Negara yang "aneh" namanya tentu Pantai Gading atau Cote d'Ivoire atau Ivory Coast. Nama terakhir ini menjadi negaranya Didier Drogba, karena catatan sejarah hitam dari satu dari 16 negara Afrika Barat ini, Pantai Gading dulunya memang pelabuhan pengiriman dan gudang gading, berikut budak-budak hitam yang kuli angkut gading gajah itu.

Selain nama negara itu menjadi nama negara, dulunya Ghana juga disebut Pantai Emas atau Gold Coast di zamannya juragan penjajah Inggris.
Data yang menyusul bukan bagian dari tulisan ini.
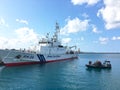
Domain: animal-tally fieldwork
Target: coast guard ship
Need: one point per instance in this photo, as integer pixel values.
(48, 50)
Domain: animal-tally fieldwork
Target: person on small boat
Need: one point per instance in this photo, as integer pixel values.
(97, 63)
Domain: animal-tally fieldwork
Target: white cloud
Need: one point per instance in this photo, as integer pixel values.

Iya Pantai Emas atau Ghana, karena sejarah menyebutkan Inggris menemukan tambang bijih emas besar-besar, malah pernah satu bijih emas terbesarnya itu tidak bisa diangkut kuda beban.

Negara-negara mantan eksportir budak, gading, dan emas sungguh bekas daerah jajahan Perancis dan Inggris sehingga kini rakyatnya masih berbahasa Perancis atau Frankofon dan Inggris atau Anglofon. Juga negara Afrika Barat yang pasukannya ke Afsel memiliki catatan bagus di mana Senegal menjadi juara Olimpiade 1996 (Senegal), juga Kamerun sebagai juara Olimpiade 2000 dan Ghana sebagai juara Yunior 2009.
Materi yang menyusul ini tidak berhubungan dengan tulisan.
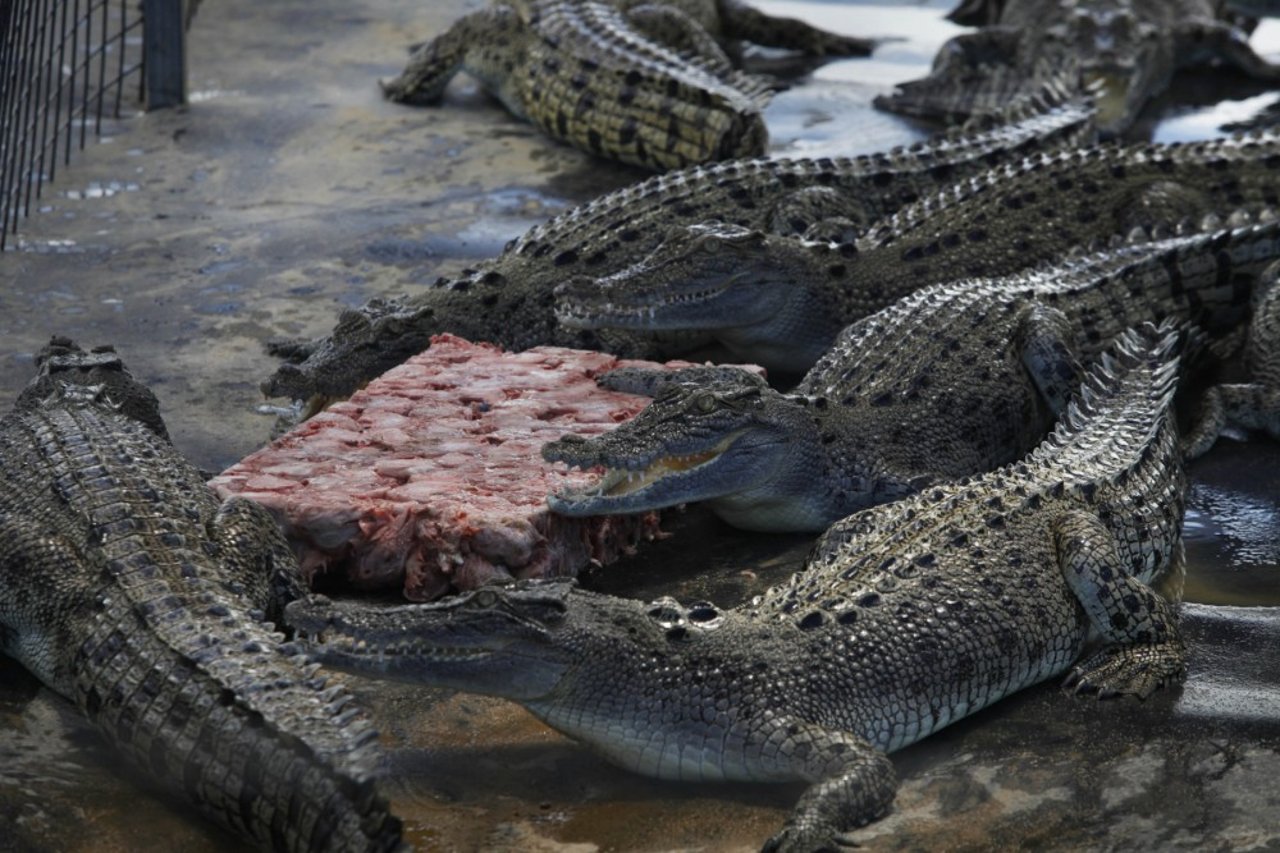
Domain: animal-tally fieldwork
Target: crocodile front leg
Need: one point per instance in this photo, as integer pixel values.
(1252, 405)
(1050, 357)
(480, 41)
(1144, 649)
(251, 546)
(740, 21)
(853, 784)
(1214, 40)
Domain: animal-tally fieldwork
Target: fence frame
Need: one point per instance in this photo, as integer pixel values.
(64, 64)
Selain empat pasukan negara bertetanggaan di Afrika Barat, Aljazair justru berasal dari negara di ujung "tanduk" barat Benua Afrika, berhadapan dengan Laut Mediterania dan negara Spanyol dan Perancis. Sementara Afsel berada di ujung selatannya Benua Afrika. Di sinilah selama musim dingin Juni-Juli, keenam pasukan Afrika berlaga dengan kobaran semangat, karena di pertandingan pembukaan 11 Juni lalu, Siphiwe Tshabalala (26) dari Afsel justru bikin tol panglaris dan menahan laju Meksiko dengan skor 1-1.
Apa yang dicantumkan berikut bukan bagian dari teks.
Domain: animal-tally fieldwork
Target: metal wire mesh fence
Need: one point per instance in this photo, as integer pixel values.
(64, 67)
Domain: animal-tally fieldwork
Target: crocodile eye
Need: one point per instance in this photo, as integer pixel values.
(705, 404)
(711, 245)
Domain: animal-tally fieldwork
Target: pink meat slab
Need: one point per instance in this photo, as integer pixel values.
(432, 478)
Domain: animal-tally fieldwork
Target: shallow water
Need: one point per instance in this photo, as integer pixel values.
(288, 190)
Waktu masih berjalan, sejumlah tim Afrika, seperti Kamerun, Nigeria, dan tuan rumah Afsel, sudah gugur, tetapi sebagian lain, seperti Ghana, Aljazair, dan Pantai Gading, masih berjibaku, bahkan mungkin dengan mantan penjajahnya tanpa niatan balas dendam. Ke-32 peserta ini mau ber-fair play, juga tahu apa artinya persahabatan lintas negara dan budaya, tanpa melihat hitam putih dan warna kulit lawan mainnya. Sejauh ini mereka tidak berniat bikin sekretariat bersama golongan klub bola, atau Sekber Golbol antarpasukan Afrika, Eropa, Amerika, Asia, dan Oceania—tentunya tidak termasuk PSSI yang Pancasila, iyalah.